If there was a dip in productivity in the legal tech world this week it may be because everyone was a) getting ready for ILTACON and b) busy testing and writing about OpenAI’s latest large language model GPT-5, which was launched to a predictably and some may say disproportionately huge fanfare.
OpenAI has said that GPT-5 is a “significant leap in intelligence over previous models” and will have fewer errors or hallucinations, significant advances in its ability to follow instructions, and a ‘levelling up’ in performance when it comes to writing.
Vals AI has been quick to publish the results of its early legal benchmarking of GPT-5, which it says comes out on top for performance when compared with 62 other public models including earlier GPT models, Claude, DeepSeek V3 and Gemini, with an accuracy rating of 84.6%. You can see the full results here: https://www.vals.ai/benchmarks/legal_bench-07-29-2025
Commenting on the results on LinkedIn, Vals AI say: “GPT 5 is the strongest in the family, ranking #1 across legal and mathematical reasoning task and is among the top performers on every benchmark we tested.”
They add: “Despite its smaller size and lower cost than GPT 5, GPT 5 Mini ranks top 10 on almost all benchmarks while beating GPT 5 on coding tasks and tax evaluation.” It is important to note that in the overall benchmark results, GPT 5 was given an accuracy rating of 84.6% and Gemini 2.5 Pro Exp was just 1% behind with 83.6% accuracy. Grok 4 was 0.2 of a percentage point behind that on 83.4%.
There was a flurry among vendors this week to talk about their own experiences of using GPT-5. Harvey that GPT-5 during early-access showed impressive performance across Harvey’s core product surfaces, Assistant, Vault and Workflows, while also demonstrating substantial improvements in legal reasoning, as measured by expert preference and it’s BigLaw Bench evaluation suite.
GPT-5 is available in the Lega AI Sandbox, where early comparisons between the GPT-5 family and corresponding GPT-4.1 relatives across a variety of tasks show the following (thanks to Lega’s CTO Rob Saccone for sharing):
🅰️ given the same task, GPT-5 uses 4-5x more tokens than GPT 4.1
💰 As a result, GPT-5 responses are on avg 3-4x more expensive
⏱️ GPT-5 time to respond is 45x slower than GPT 4.1
🏆 That said, responses are reported to be subjectively “better” w/ many tasks
Saccone also quite hilariously observes a correlation between the level of outrageous vendor funding and the length/quality of vendor’s GPT-5 announcements on LinkedIn – if you see that man, buy him a pint from us.

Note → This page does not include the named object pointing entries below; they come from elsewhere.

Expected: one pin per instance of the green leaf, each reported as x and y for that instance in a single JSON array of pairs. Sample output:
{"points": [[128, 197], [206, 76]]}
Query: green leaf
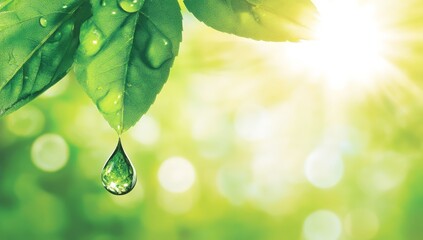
{"points": [[269, 20], [37, 45], [125, 57]]}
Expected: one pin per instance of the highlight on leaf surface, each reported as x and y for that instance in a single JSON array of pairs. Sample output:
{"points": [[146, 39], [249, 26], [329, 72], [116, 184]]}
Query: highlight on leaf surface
{"points": [[125, 56], [37, 45], [268, 20]]}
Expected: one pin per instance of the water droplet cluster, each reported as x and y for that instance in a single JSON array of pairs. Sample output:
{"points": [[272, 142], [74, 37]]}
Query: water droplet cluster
{"points": [[118, 175]]}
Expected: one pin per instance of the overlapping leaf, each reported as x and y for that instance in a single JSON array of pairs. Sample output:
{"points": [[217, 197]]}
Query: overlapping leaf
{"points": [[37, 45], [269, 20], [125, 57]]}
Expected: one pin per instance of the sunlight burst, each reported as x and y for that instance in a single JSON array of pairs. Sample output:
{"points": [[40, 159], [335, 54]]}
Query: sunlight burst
{"points": [[348, 47]]}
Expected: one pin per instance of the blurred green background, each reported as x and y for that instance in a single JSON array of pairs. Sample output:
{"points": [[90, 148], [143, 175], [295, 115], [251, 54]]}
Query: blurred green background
{"points": [[247, 140]]}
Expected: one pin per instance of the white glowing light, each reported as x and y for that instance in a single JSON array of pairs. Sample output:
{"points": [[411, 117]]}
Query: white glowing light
{"points": [[324, 167], [176, 175], [322, 225], [348, 47], [50, 152]]}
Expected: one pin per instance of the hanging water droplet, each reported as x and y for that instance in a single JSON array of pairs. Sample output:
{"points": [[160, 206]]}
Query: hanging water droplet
{"points": [[131, 6], [43, 22], [159, 50], [92, 39], [118, 175]]}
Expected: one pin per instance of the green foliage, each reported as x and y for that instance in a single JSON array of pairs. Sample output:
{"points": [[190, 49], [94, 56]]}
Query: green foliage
{"points": [[38, 41], [124, 58], [123, 50], [269, 20]]}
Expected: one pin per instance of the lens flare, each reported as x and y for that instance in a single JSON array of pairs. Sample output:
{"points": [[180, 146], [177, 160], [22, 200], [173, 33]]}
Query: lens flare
{"points": [[349, 47]]}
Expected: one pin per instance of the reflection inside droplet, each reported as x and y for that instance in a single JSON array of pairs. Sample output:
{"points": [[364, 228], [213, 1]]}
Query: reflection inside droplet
{"points": [[118, 175]]}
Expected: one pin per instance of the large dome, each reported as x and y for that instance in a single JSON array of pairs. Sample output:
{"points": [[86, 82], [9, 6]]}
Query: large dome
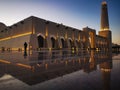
{"points": [[2, 26]]}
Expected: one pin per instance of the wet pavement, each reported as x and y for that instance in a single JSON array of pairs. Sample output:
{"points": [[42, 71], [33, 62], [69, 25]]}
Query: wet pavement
{"points": [[59, 70]]}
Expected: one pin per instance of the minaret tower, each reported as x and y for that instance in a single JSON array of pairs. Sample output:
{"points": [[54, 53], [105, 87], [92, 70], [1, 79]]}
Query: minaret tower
{"points": [[104, 27]]}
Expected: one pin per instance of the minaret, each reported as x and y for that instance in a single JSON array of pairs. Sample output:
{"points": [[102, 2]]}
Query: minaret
{"points": [[104, 17], [104, 27]]}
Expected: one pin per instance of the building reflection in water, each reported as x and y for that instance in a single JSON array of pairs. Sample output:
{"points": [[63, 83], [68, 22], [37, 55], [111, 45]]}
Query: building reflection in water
{"points": [[44, 66]]}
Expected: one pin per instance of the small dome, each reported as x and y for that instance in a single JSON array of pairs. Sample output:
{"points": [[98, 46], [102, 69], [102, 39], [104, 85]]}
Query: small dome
{"points": [[2, 26]]}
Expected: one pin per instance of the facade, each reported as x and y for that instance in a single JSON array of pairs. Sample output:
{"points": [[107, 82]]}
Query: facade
{"points": [[40, 34]]}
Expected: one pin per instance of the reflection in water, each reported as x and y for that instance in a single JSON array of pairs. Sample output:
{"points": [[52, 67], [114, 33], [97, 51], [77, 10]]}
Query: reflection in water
{"points": [[44, 66]]}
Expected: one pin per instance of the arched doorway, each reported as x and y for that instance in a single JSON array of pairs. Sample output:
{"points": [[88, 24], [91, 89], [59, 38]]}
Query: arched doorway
{"points": [[53, 42], [63, 43], [40, 41]]}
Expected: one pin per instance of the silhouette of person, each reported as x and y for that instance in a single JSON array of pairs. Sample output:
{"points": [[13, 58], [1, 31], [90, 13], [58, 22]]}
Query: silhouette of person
{"points": [[25, 46]]}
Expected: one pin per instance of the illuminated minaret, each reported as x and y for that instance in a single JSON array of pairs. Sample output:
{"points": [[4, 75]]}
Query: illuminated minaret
{"points": [[104, 17], [104, 27]]}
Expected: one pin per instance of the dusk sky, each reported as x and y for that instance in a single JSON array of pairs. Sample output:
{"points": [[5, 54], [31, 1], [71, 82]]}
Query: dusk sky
{"points": [[74, 13]]}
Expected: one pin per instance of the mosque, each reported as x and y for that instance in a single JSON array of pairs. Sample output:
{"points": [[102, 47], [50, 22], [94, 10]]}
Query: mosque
{"points": [[40, 34]]}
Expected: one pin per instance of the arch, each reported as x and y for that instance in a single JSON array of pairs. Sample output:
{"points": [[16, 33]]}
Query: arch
{"points": [[40, 41], [53, 42]]}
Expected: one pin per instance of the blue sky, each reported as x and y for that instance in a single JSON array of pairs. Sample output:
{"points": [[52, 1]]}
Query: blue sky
{"points": [[74, 13]]}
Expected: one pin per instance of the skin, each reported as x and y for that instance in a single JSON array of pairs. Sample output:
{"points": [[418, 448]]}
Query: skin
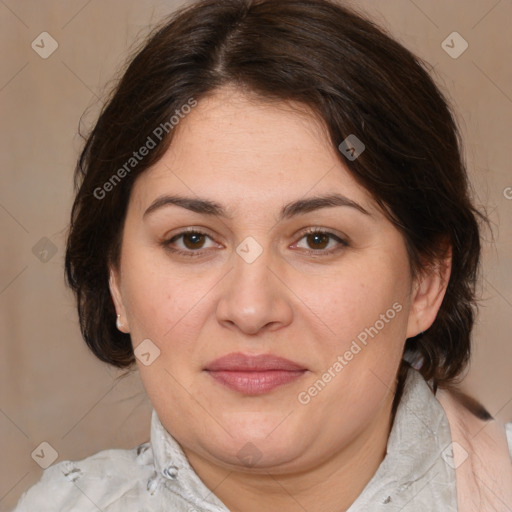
{"points": [[253, 157]]}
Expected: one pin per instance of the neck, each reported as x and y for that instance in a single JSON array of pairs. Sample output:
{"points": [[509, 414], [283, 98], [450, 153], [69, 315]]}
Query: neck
{"points": [[333, 484]]}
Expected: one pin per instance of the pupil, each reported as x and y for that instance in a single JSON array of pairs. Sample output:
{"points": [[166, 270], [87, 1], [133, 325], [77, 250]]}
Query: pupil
{"points": [[318, 239], [195, 239]]}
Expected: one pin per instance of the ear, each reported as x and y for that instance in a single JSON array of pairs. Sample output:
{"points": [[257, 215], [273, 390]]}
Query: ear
{"points": [[115, 292], [428, 292]]}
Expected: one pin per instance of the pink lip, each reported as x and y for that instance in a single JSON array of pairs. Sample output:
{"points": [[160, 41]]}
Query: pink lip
{"points": [[254, 375]]}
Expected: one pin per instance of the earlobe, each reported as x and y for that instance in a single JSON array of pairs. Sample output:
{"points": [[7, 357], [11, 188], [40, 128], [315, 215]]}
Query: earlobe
{"points": [[115, 292], [428, 294]]}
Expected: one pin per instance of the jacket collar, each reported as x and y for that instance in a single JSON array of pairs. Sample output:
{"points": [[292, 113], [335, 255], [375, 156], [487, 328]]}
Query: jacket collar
{"points": [[417, 472]]}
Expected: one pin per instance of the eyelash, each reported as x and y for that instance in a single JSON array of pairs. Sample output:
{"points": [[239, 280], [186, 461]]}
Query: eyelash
{"points": [[310, 231]]}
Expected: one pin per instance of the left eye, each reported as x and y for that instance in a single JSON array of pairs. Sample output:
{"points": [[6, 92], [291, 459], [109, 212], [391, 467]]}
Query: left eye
{"points": [[321, 241], [191, 240]]}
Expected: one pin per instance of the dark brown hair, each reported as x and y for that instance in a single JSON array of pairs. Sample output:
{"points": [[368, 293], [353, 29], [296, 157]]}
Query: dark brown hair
{"points": [[357, 79]]}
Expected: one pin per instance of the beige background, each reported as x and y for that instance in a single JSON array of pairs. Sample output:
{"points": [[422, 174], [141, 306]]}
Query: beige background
{"points": [[52, 389]]}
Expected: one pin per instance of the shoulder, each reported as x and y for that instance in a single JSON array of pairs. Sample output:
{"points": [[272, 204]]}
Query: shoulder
{"points": [[90, 483], [508, 430], [482, 455]]}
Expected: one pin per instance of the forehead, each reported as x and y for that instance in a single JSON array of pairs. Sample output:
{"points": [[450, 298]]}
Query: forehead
{"points": [[237, 147]]}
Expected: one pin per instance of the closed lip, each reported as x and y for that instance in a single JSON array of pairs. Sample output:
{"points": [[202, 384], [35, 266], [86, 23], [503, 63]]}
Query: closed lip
{"points": [[239, 362]]}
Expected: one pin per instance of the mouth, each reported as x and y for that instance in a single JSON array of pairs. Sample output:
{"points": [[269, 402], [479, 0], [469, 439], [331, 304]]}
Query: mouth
{"points": [[254, 375]]}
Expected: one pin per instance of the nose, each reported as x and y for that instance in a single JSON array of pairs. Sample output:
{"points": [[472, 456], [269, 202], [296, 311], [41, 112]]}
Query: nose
{"points": [[254, 299]]}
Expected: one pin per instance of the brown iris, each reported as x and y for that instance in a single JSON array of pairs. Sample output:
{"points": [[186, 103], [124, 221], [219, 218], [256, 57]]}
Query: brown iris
{"points": [[318, 239], [193, 240]]}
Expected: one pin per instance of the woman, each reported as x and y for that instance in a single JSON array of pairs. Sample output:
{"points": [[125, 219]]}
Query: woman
{"points": [[273, 221]]}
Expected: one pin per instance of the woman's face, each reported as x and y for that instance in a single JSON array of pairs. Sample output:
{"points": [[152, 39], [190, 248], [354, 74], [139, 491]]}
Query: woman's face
{"points": [[338, 304]]}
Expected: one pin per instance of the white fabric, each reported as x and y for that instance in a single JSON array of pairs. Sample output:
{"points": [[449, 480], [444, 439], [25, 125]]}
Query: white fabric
{"points": [[415, 475]]}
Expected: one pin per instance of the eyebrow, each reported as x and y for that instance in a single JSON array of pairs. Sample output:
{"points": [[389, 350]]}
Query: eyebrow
{"points": [[293, 209]]}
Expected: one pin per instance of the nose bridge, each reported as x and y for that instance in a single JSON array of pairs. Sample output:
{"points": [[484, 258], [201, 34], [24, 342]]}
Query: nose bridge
{"points": [[253, 298]]}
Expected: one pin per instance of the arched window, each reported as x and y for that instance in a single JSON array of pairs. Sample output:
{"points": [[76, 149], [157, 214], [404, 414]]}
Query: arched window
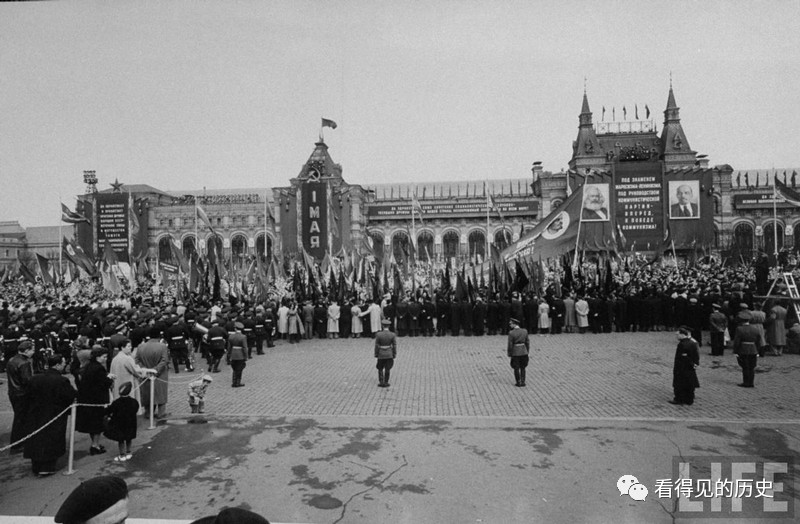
{"points": [[217, 241], [425, 246], [164, 251], [377, 244], [769, 238], [450, 244], [502, 238], [260, 247], [188, 246], [238, 247], [743, 240], [477, 244], [400, 246]]}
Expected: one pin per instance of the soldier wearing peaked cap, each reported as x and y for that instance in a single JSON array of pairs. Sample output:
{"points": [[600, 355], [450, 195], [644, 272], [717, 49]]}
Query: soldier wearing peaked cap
{"points": [[101, 500], [519, 346]]}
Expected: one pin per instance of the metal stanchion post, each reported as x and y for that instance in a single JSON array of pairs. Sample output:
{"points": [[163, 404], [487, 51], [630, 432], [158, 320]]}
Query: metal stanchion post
{"points": [[152, 401], [71, 458]]}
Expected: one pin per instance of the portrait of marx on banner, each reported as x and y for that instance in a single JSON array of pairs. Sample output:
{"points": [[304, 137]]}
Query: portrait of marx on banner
{"points": [[683, 199], [595, 203]]}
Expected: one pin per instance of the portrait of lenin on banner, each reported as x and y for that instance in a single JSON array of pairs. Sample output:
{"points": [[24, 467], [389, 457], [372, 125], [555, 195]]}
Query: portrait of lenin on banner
{"points": [[683, 199], [595, 203]]}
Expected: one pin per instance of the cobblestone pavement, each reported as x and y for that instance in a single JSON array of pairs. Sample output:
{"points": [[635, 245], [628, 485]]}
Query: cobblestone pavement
{"points": [[616, 375]]}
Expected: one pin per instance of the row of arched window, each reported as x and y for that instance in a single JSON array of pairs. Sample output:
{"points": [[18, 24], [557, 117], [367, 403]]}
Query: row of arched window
{"points": [[450, 247], [239, 247], [232, 221]]}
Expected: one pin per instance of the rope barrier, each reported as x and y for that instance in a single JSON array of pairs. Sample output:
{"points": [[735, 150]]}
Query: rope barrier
{"points": [[137, 386], [26, 437]]}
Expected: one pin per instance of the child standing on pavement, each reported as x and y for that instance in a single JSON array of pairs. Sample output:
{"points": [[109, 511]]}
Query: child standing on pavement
{"points": [[197, 393], [121, 416]]}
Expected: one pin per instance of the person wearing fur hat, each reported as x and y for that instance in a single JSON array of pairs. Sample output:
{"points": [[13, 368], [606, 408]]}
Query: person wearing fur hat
{"points": [[519, 346], [197, 393], [94, 390], [101, 500], [122, 425], [19, 371], [154, 354], [237, 354]]}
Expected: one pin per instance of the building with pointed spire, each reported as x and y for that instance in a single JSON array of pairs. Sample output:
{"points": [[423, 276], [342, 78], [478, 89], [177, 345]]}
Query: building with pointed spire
{"points": [[320, 212]]}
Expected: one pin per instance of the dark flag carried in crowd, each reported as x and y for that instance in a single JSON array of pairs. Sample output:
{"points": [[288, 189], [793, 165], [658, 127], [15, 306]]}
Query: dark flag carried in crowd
{"points": [[71, 217], [75, 254], [786, 193], [555, 235], [44, 269], [25, 271]]}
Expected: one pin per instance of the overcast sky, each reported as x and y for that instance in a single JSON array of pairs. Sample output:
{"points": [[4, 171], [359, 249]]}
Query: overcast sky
{"points": [[230, 93]]}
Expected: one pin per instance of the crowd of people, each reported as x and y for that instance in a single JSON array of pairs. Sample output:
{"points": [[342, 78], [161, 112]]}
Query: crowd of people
{"points": [[112, 345]]}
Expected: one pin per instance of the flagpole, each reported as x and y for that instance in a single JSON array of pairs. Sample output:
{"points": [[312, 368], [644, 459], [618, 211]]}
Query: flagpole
{"points": [[486, 185], [413, 223], [60, 243], [578, 235], [266, 219], [775, 221]]}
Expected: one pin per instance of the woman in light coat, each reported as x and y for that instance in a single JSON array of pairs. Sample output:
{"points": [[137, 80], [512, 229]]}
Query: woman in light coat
{"points": [[333, 319], [356, 326]]}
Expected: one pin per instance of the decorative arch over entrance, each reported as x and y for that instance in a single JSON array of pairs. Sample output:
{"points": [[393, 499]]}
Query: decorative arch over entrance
{"points": [[377, 243], [450, 244], [425, 245], [400, 243], [502, 238], [477, 244], [769, 238], [164, 251], [188, 246], [260, 247], [238, 247], [743, 240]]}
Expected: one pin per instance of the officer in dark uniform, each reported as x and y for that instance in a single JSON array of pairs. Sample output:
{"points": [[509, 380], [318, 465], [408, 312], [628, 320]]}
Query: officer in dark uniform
{"points": [[385, 353], [390, 311], [479, 317], [455, 317], [216, 337], [505, 315], [237, 354], [519, 346], [426, 316], [177, 336], [442, 315], [746, 343], [559, 311], [414, 312], [269, 326], [402, 317], [249, 331], [260, 332], [493, 315]]}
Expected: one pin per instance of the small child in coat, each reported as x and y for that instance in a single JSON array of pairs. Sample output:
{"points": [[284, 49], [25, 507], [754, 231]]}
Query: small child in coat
{"points": [[197, 393], [122, 423]]}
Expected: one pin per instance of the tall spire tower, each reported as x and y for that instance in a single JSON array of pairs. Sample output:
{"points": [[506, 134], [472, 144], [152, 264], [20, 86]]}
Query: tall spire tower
{"points": [[676, 148], [586, 150]]}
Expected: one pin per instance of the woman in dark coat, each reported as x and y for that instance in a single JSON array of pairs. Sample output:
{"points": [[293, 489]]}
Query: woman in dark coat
{"points": [[122, 421], [684, 377], [94, 388], [49, 394]]}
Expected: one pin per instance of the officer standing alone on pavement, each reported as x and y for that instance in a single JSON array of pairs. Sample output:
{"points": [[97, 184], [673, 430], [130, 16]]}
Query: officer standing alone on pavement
{"points": [[519, 345], [385, 352], [237, 354]]}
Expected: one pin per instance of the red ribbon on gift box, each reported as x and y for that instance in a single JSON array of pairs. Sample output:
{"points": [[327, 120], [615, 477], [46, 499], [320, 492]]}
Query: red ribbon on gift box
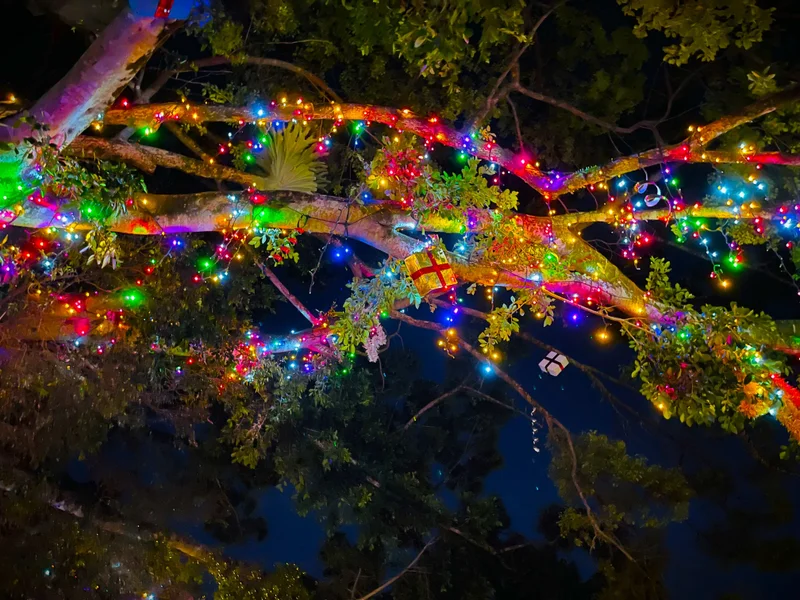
{"points": [[163, 9], [434, 268]]}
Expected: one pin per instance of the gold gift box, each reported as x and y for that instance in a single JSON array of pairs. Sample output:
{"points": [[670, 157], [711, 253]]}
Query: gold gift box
{"points": [[430, 271]]}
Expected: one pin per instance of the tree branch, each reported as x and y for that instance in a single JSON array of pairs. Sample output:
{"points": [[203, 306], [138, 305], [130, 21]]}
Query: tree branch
{"points": [[294, 300], [148, 157], [389, 582], [550, 185], [85, 92]]}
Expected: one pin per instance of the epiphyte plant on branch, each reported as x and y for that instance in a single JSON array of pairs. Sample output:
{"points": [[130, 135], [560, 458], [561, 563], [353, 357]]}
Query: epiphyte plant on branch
{"points": [[96, 270]]}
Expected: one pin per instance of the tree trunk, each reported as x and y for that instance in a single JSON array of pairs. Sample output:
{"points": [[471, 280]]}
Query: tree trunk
{"points": [[90, 87]]}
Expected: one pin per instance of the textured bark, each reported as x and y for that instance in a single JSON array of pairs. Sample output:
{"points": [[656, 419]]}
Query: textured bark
{"points": [[550, 184], [148, 158], [90, 87]]}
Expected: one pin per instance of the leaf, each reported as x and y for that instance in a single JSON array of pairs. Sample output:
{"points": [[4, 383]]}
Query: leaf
{"points": [[291, 163]]}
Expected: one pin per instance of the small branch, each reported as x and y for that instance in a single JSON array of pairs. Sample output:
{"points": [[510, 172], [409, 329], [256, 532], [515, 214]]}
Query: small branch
{"points": [[265, 62], [410, 565], [294, 300], [187, 141], [432, 129]]}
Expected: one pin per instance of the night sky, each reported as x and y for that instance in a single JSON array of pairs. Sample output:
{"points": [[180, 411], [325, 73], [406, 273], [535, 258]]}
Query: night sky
{"points": [[522, 482]]}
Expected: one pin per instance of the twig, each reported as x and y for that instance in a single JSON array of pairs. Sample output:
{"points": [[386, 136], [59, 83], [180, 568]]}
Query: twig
{"points": [[431, 404], [410, 565]]}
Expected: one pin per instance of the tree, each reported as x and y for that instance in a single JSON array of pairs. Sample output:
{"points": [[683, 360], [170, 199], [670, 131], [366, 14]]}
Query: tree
{"points": [[118, 302]]}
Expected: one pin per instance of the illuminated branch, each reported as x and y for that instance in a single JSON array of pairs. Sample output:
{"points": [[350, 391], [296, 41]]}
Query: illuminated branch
{"points": [[70, 106], [187, 141], [665, 214], [316, 213], [690, 150], [148, 158]]}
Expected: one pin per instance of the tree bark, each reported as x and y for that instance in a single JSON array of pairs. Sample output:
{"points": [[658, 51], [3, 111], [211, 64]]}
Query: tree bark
{"points": [[103, 71]]}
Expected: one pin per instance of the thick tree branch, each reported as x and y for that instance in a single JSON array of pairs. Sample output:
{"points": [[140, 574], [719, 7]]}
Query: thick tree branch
{"points": [[163, 77], [148, 157], [390, 581], [550, 185], [103, 71]]}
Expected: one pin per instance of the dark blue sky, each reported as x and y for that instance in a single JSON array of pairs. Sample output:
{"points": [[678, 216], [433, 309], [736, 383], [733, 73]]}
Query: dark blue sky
{"points": [[522, 481]]}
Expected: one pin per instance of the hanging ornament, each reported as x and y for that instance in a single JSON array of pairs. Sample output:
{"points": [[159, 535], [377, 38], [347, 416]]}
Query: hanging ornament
{"points": [[430, 271], [163, 9], [553, 363], [650, 199]]}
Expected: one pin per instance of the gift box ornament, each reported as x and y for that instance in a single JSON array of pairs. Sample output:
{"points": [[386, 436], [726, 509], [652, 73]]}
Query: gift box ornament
{"points": [[430, 271], [553, 363]]}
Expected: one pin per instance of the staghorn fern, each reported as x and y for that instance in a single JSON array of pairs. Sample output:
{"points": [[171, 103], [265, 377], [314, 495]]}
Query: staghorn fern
{"points": [[291, 163]]}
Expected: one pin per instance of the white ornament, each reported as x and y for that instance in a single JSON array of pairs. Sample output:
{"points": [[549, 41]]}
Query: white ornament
{"points": [[375, 341], [553, 363]]}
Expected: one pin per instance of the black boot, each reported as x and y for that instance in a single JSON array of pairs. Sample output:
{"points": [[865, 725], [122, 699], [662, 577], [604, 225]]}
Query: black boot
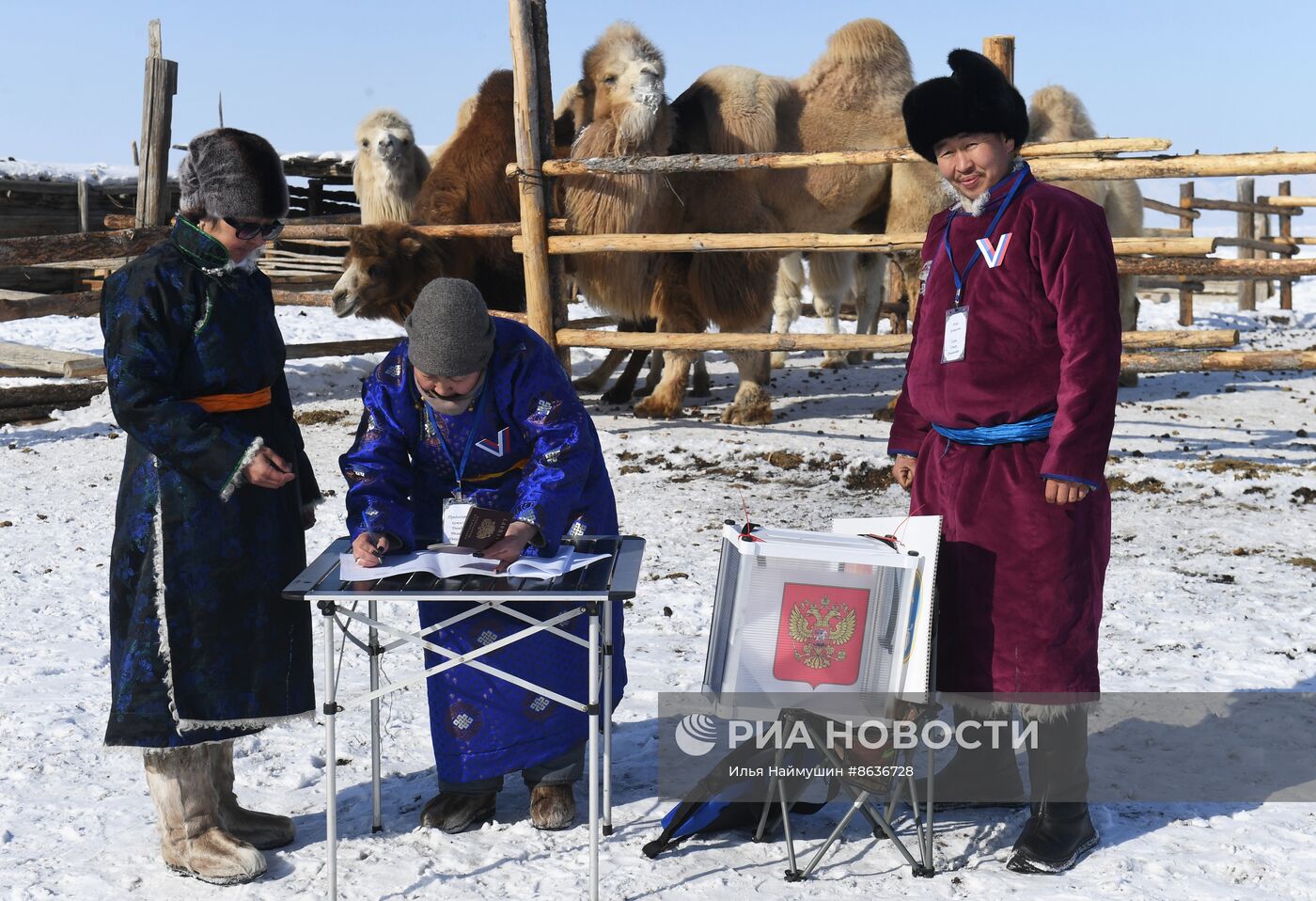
{"points": [[1059, 831], [454, 812], [977, 778]]}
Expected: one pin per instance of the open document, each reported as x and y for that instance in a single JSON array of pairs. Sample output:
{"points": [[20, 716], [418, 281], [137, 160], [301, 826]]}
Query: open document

Speaking to Legal IT Insider, Lega’s founder and CEO Christian Lang said: “There was a lot of build up to this and we knew it would be a blockbuster release. The quality does seem to be outstanding. It does a great job in cutting right to the heart of the issue and speaking crisply. Sometimes models provide a lot over explanation but this is more succinct. Having said that, as Rob said in his post, it consumes more tokens and is very slow. In our sandbox you can run models side by side and I suspect there will be a lot of cases where people reach for the models that are snappier.”
He added: “OpenAI has said this is a material improvement on quality and reducing hallucination and for the late joining community that may help in overcoming their objections. For those leaning in, and who have already optimised solutions grounded in their own data, I think the improvements they see will be more modest than transformative.”
As both Saccone and Lang allude to, it’s important for the legal market to keep its head as new models are launched thick and fast. At AI marketplace Jylo, founder and CEO Shawn Curran told us: “The models and going to continue to advance and there will be an update next week from Claude that will surpass GPT-5. We need to focus on the use cases. We’ve tested GPT-5 and it’s good but is it better than GPT-4 with all of our system prompts that are very specific to our customers? It’s a hard thing to evaluate and quite subjective.”